To mechanistically understand the role of PRG2 and DPP-4 in fetal development, we cultured human hESC with the recombinant proteins PRG2 and DPP-4 and performed a gene expression profiling of stem cell transcription factors. Transcriptome analysis revealed significant upregulation of HOXD10, a member of the family of Hox genes involved in stem cell differentiation and embryonic limb development, in hESCs exposed to PRG2 (figure 3A). Interestingly, hESCs cultured with DPP-4 exhibited increased expression of cardiac progenitors related genes, TBX5 and IRX4, and decrease of the osteogenic differentiation marker VDR (figure 3B). Since both GDM and GDM/LGA may be associated with an increased risk for newborns to develop metabolic disorders, we explored the effects of PRG2 and DPP-4 on pathways related to hESCs differentiation into mesendoderm (ME) and definitive endoderm (DE), the first steps towards pancreatic development. Both PRG2 and DPP-4 increased stem and ME markers OCT4, ECAD and FGF4 in cultured hESCs, while endoderm markers CER1 and FOXA2 was decreased (figure 3C–F), thus suggesting a role in abnormal endocrine pancreas development and in metabolic disorders (ie, type 2 diabetes or obesity) later on. This impairment in endocrine progenitors and early-stage beta cells was further confirmed by the increased expression of NGN3, an endocrine pancreatic progenitor marker, detected in the Beta-lox5 cell line when cultured in the presence of DPP-4 (online supplemental figure 1C).

Figure 3.

Figure 3

Expression of differentiation markers in hESC cultured with PRG2 or DPP-4. (A and B) volcano plot representing stem cell transcriptome profile of hESC culture with PRG2 (A) and DPP-4 (B) compared with control.
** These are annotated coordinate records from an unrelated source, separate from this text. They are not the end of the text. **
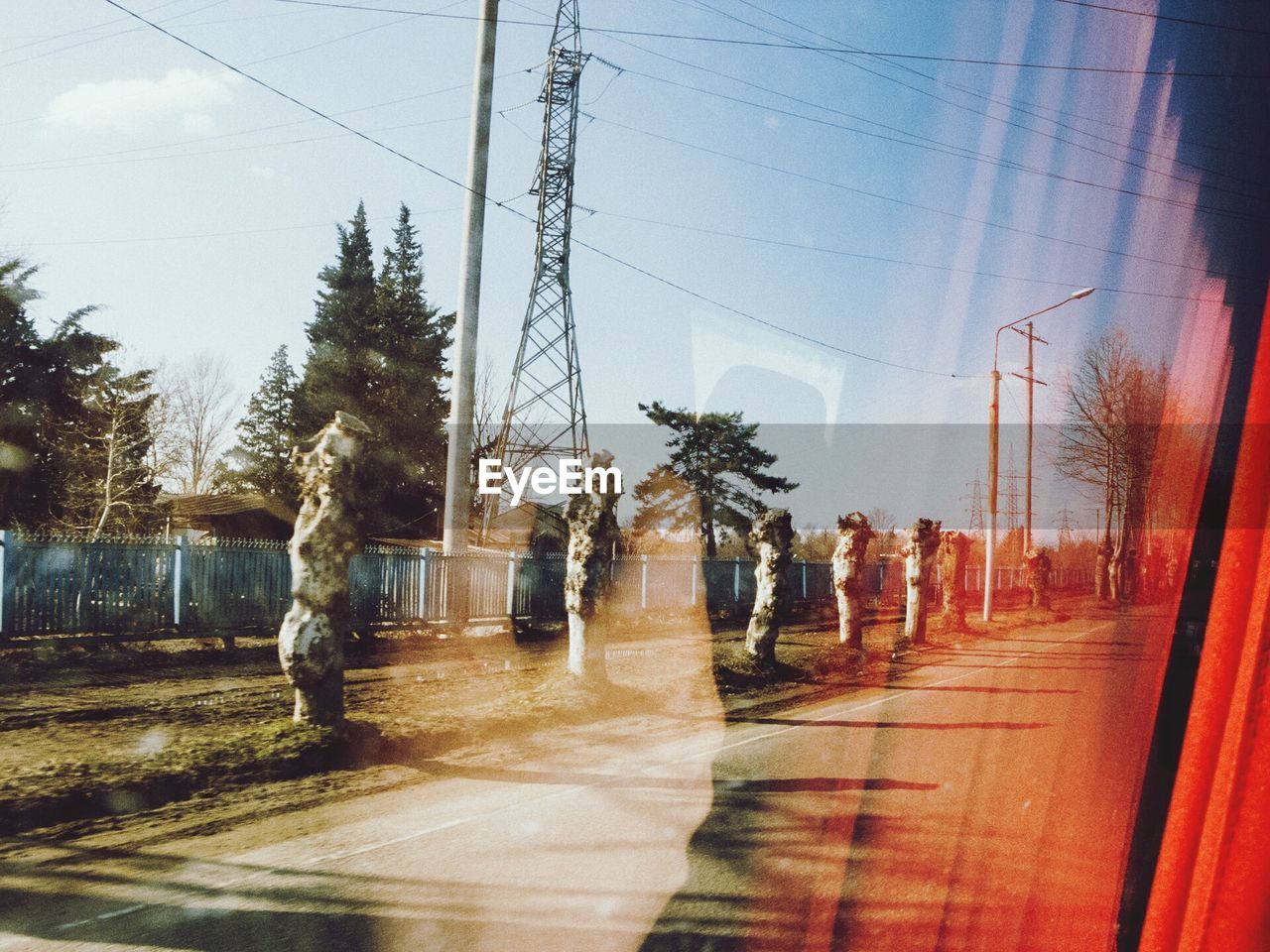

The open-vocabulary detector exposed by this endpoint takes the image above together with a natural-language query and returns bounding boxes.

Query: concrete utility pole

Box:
[442,0,498,552]
[1011,321,1049,556]
[983,289,1093,622]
Genes’ Log2 ratio and −Log10 p values are represented on x and y axes, respectively. Upregulated genes are shown in red, and downregulated ones in green. Experiments were performed in triplicate. (C–G) Bar graphs depict expression data of stem cells markers OCT4, ECAD, FGF4, CER, FOXA2 as normalized mRNA expression measured by quantitative RT-PCR on hESC after treatment with PRG2 or DPP-4. All samples were run in triplicate and normalized to expression of the housekeeping gene ACTB (ΔΔCt). DE, definitive endoderm; DPP-4, dipeptidyl peptidase-4; ES, hESC; hESC, human embryonic stem cell; ME, mesendoderm; PRG2, bone marrow proteoglycan.

Discussion

We are herein describing an altered placental proteome in pregnant women with GDM and more importantly in those with GDM and LGA. Among proteins differentially expressed in GDM/LGA, 10 factors were linked to fetal growth/development by acting on hormone homeostasis, energy metabolism and placental nutrient transport, as previous reports suggested.16 In particular, PRG2 and DPP-4, found to be upregulated in GDM/LGA placental proteome analysis, are both involved in pregnancy17 18 and their dysregulation was shown to correlate with pregnancy-related disorders.19 As PRG2 controls several growth factors activity, its upregulation may take part to the abnormal fetal size such as that observed in GDM/LGA, while the DPP-4 increase detected in placenta may account for some growth abnormalities as well as the dysregulated glycometabolic control in the new-borns, which have been shown in literature.1 This may be of clinical interest given the availability of DPP-4 inhibitors.20 Among proteins found to be altered in GDM/LGA, dimethylarginine dimethylaminohydrolase 1 (DDAH1) was slightly downregulated, which is in line with other reports showing reduced DDAH1 expression and activity in patients with diabetes.21 As DDAH1 is responsible for asymmetric dimethylarginine (ADMA) degradation, a decrease in its expression, as that observed in our patients, may suggest an increase in ADMA levels in GDM/LGA patients as observed in other diabetic subjects, thus pointing at placenta as potential site of production in this condition.22 23 We acknowledge that our study has some limitations, included but not limited to the small number of placenta samples analyzed and the need of a larger validation of the detected proteins.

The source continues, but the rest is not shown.